Por ejemplo, la representación política apenas ha cambiado sus pautas, al igual que los procesos de descentralización, que no siempre han estado en sintonía con la evolución social y cultural, ni con las tensiones medioambientales, el pulso por la paridad o el respeto a la diversidad. Algo similar ocurre con el desarrollo de políticas públicas en cuanto a su diseño e implementación, y a la participación de las personas afectadas. Así sucede en aspectos esenciales de la vida cotidiana, como el suministro de agua a ciudades pobladas por millones, el tratamiento de residuos, el transporte urbano o la seguridad ciudadana: asuntos que han crecido de forma vertiginosa en apenas unas décadas.
Las propias ciudades fueron clave en el desarrollo de la experiencia política italiana en la Edad Media, donde se elegían magistrados, se deliberaba colectivamente y se ejercía cierto control sobre las élites, elementos que nutrieron la teoría política y anticiparon, en parte, la democracia pluralista que siguió a los Estados nacionales. No obstante, las ciudades actuales se han transformado radicalmente: sus habitantes tienen poco que decir pese a los procesos democratizadores que proclaman el autogobierno en contextos todavía muy centralistas. Además, abundan las urbes con escasas zonas verdes, barriadas alejadas que obligan a largos desplazamientos diarios y, en algunos casos, controladas por actores informales o delictivos. En paralelo, fenómenos curiosos, como la proliferación de mascotas que quintuplican el número de habitantes, generan nuevas implicaciones sociales y de política pública, todo ello atravesado por la revolución digital.

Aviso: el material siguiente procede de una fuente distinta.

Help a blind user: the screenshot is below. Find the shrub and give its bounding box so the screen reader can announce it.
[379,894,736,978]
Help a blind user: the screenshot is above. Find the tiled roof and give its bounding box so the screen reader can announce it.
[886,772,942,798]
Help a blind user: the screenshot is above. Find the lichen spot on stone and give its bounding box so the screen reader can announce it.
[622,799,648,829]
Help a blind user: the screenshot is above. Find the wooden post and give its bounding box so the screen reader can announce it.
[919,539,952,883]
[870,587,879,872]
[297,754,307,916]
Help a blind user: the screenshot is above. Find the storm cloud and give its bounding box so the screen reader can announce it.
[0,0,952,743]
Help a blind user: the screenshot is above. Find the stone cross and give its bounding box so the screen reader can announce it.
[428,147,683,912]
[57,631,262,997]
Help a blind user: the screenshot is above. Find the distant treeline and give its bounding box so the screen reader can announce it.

El segundo aspecto se refiere a la complejidad de los temas que integran la agenda pública. Su socialización parece exigir respuestas pertinentes de una ciudadanía que, sin embargo, es cada vez más fragmentada, atomizada e insolidaria. El funcionamiento de los sistemas de pensiones en sociedades con pirámides demográficas invertidas, la política de salud, la educativa, la de cuidados que confronta lo público con lo privado, las cuestiones fiscales, las relaciones internacionales, la cultura del hiperconsumo o la legalización de ciertas drogas forman parte de una agenda que domina el debate político. Teóricamente, el electorado debería comportarse de manera racional, informado y proactivo, pero la realidad dista mucho de ese ideal.
Puede alegarse que esta situación no es nueva y que lo que ha cambiado es el papel de la intermediación y los atajos cognitivos que antes ejercían partidos políticos, sindicatos u organizaciones empresariales. Bastaba con cierta confianza en esos mecanismos de identidad para garantizar fidelidad. Hoy, esa intermediación ha desaparecido ante el auge de estrategias de polarización en la competencia política, lo que recuerda el cambio epistemológico vivido cuando el marxismo sucumbió ante la prédica neoliberal, imponiendo una jerga centrada en la transversalidad, el mérito y el individuo.
Las actuales formas de comunicación e información configuran un escenario radicalmente distinto al de inicios de siglo, cuando aún no existían las redes sociales ni el mundo digital había alcanzado su crecimiento exponencial. En 2000, solo el 6,7% de la población mundial usaba Internet; hoy lo hace el 67,4%. Además, la pandemia de la COVID-19 polarizó aún más a los votantes y socavó la confianza en las instituciones. Todo ello ha transformado los marcos cognitivos, haciendo que el dominio de la desinformación sea cada vez más evidente. El resultado: sociedades sumidas en una arena marcada por la perplejidad y la incertidumbre, incapaces de comprender con claridad la complejidad de lo que está sucediendo.
Manuel Alcántara es director de CIEPS – Centro Internacional de Estudios Políticos y Sociales, AIP-Panamá. Profesor emérito en la Universidad de Salamanca y en la UPB (Medellín). Últimos libros: El oficio de político (Tecnos, Madrid, 2020) y Huellas de la democracia fatigada (Océano Atlántico Editores, 2024).